Fake news and cell phone journalism is my #5 pick for the top stories in Africa in 2016, and I have to admit this is because I’m not African, since I doubt they would put it in the Top Ten. But as an American I’m hopeful we might learn something from them.

Fake news in Africa is perfectly illustrated by an incident in the late 1990s in Kenya. Kenya was a relatively peaceful place during the regime of Daniel arap Moi from 1978 – 2002. EWT’s tourism programs were growing through the roof.

The first half decade of Moi’s lengthy rule was a relatively benign continuation of his predecessor’s quiet dependence on the west, especially America. As the Cold War ended Third World leaders were put on notice that America’s attentions and aid would be reduced. Moi like many other African clients of America reacted by becoming more authoritarian.

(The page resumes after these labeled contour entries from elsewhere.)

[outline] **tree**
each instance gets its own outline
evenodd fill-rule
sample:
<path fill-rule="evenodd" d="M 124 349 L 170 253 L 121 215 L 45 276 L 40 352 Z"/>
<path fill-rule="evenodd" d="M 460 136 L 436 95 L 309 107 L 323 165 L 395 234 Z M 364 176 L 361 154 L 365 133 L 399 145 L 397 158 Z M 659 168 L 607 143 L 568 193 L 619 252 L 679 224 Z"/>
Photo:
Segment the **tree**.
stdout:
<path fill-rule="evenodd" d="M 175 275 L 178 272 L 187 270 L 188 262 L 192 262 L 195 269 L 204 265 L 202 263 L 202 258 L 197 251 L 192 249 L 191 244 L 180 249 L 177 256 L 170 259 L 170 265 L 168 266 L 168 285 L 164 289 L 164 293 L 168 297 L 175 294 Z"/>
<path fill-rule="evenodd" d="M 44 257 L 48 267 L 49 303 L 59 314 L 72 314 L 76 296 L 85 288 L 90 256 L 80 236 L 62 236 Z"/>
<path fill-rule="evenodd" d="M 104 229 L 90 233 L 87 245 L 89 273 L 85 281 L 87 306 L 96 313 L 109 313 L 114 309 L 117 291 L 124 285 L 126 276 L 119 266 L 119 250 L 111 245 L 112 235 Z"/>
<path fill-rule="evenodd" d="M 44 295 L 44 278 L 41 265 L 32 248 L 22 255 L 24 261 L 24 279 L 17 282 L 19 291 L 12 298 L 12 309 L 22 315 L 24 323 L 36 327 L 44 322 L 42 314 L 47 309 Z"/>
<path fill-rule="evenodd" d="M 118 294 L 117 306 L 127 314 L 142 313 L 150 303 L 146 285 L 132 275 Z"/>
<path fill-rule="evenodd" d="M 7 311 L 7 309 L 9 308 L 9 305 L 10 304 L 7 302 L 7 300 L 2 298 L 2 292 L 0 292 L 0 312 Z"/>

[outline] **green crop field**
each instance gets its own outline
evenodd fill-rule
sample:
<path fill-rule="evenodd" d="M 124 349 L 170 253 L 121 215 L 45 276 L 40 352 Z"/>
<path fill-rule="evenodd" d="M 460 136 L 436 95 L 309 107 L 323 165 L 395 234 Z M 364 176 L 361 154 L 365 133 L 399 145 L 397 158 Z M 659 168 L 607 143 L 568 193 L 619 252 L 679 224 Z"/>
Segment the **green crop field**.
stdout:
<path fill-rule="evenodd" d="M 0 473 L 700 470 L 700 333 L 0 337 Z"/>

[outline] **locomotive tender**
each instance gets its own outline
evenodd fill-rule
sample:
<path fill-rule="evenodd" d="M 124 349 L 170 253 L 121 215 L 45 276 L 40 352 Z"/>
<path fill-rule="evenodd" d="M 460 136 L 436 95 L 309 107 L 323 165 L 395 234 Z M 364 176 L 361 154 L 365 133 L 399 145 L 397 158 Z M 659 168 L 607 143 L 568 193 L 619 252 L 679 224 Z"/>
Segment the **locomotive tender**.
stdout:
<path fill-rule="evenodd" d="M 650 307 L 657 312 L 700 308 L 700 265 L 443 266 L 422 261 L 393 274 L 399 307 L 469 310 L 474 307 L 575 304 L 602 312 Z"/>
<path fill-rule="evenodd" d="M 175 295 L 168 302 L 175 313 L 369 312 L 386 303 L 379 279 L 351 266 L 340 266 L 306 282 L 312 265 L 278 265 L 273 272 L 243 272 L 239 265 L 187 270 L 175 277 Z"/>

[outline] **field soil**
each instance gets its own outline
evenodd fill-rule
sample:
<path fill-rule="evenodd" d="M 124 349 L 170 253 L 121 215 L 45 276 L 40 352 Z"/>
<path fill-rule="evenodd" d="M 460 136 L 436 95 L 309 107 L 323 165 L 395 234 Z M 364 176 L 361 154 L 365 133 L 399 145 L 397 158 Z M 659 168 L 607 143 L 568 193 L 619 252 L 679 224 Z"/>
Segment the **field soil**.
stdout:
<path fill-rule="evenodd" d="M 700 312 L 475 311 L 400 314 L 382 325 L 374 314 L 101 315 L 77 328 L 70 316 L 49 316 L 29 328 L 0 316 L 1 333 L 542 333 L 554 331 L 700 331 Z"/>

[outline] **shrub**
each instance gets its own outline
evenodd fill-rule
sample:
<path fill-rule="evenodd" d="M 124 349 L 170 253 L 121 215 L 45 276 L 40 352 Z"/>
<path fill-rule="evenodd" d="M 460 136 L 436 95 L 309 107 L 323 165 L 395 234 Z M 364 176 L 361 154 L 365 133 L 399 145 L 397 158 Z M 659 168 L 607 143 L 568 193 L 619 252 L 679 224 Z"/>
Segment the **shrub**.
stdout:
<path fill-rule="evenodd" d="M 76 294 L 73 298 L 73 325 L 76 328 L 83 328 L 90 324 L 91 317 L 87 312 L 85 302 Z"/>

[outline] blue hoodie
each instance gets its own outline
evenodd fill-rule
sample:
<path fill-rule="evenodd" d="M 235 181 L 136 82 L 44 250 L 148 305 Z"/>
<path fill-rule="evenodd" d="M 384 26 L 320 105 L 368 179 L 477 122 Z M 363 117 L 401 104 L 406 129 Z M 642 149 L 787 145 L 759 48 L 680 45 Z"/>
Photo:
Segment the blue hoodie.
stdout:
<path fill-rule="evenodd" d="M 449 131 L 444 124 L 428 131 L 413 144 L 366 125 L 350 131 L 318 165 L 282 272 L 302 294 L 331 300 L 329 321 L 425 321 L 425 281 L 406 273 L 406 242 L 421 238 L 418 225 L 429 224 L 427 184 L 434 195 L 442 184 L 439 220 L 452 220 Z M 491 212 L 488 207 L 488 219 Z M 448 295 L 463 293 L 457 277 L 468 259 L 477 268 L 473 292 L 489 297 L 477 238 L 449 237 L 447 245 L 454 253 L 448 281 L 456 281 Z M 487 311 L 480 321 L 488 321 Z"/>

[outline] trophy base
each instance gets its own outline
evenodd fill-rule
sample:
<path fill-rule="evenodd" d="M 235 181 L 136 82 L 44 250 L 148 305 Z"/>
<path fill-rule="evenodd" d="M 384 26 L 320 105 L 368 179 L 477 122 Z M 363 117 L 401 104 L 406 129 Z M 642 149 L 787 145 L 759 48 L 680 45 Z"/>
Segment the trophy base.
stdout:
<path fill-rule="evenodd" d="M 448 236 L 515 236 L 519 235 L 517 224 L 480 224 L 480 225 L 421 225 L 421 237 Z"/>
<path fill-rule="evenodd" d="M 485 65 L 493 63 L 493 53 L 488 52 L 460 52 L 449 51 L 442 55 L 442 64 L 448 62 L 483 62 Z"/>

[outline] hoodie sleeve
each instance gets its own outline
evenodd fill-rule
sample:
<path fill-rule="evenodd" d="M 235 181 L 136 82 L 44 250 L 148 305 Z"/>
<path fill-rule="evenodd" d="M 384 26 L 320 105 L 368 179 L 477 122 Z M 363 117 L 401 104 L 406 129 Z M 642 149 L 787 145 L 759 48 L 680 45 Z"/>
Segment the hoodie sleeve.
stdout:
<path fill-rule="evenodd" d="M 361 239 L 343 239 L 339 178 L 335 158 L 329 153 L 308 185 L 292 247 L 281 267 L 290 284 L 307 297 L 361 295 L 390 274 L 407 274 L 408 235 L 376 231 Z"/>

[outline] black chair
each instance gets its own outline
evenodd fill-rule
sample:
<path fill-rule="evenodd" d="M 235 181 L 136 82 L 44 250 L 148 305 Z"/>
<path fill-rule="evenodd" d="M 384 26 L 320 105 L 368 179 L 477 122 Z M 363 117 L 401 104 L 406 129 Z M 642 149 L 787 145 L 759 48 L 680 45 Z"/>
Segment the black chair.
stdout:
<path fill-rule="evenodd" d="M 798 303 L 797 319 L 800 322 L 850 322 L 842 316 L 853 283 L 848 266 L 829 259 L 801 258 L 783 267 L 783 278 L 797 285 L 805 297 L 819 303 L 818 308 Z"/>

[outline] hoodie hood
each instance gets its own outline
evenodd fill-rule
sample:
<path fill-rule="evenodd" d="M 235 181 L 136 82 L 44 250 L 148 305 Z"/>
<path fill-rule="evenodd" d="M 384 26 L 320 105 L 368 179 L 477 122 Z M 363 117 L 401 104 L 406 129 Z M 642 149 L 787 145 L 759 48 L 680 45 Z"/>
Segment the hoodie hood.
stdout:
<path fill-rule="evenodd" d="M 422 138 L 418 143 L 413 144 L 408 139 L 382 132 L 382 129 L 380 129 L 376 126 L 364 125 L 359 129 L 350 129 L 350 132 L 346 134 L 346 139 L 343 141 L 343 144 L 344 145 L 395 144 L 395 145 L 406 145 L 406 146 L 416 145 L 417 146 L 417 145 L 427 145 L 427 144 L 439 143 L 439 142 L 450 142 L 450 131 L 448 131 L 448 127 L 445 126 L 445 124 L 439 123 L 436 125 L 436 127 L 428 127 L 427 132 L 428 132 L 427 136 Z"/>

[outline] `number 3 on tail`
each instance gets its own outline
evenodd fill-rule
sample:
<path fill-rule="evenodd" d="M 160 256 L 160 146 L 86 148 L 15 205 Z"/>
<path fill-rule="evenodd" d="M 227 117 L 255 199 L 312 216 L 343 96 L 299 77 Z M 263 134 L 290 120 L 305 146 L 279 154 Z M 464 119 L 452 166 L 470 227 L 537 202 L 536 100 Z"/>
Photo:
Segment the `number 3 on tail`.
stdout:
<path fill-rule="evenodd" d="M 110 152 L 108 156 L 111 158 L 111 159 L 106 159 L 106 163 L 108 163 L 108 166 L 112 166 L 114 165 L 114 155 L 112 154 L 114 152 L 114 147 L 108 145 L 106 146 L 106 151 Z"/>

By the middle of the 1990s he had clearly turned into a dictator, his legislature rarely passing laws and his judiciary serving entirely at his own discretion. He was neither a benevolent nor malevolent dictator, basically just a benign dictator enriching himself and his extended family at the expense of the country’s development.

In typical self-serving fashion, America (and the west as a whole) pulled back its aid and interests when the Cold War collapsed, complaining that the countries it had propped up with unaccountable aid for decades weren’t democratic. Beginning with Reagan and enhanced by the Clinton administration, African missions in particular were instructed to dole out aid only in return for promises of more democratic policies.

The Clinton State Department forced Moi to hold the first democratic elections in 1997. Nobody liked Moi. He hadn’t been terribly mean, just terribly restrictive, a real burden on the imaginations and creativity of Kenyans. There was no question he would lose.

Why did he win?

America spent millions to promote the election throughout the country. One of the genius ideas was to create radio stations in rural areas that didn’t have them. In those days local languages, however, were all that were spoken, but America said that was OK. We’ll give you the radio station and feed you the news, and you translate.

We have no idea of the body of mistranslated news, but we do have one document that proves fake news: the national ballot.

There were a half dozen candidates, each represented by an animal and color since so much of the population in rural Kenya remained illiterate. Large square boxes as on any ballot preceded the candidate as the option to vote for them.

But in numerous rural radio stations speaking in unrecognized local languages, Moi’s operatives got the presenters to tell people to put an “X” in the box of the candidate that you didn’t want. Guess who got the most X’s? Guess who won?

In 2016 Tanzania continued to issue licenses for new radio stations in rural areas, but the license forbids news presenting in local languages.

During a mini civil war in Uganda in November, a mainstream Kenyan TV journalist documented some of the killing on her phone and was arrested for “abetting terrorism.”

American evangelicals have long run tours in Africa to wring out a few more pennies for themselves from the poor. In September the South African Minister of Home Affairs simply banned one Arizona Baptist preacher from the country.

Tanzania, Uganda and South Africa are each radically different from one another, their citizens enjoying widely different levels of liberty. But in 2016 each one comfortably and without public concern censored what they defined as fake news.

Western societies felt they were immune to fake news, because the veracity of information is thought to be increasingly inviolable as a society grows increasingly literate. Third World societies have only recently emerged from illiteracy, so fake news there is more likely to be believed.

Until now. America has nurtured ignorance over decades of defunding public education and it has empowered those new ignorant classes of people with a democracy easily manipulated by money and fake news. Should we consider the African remedy?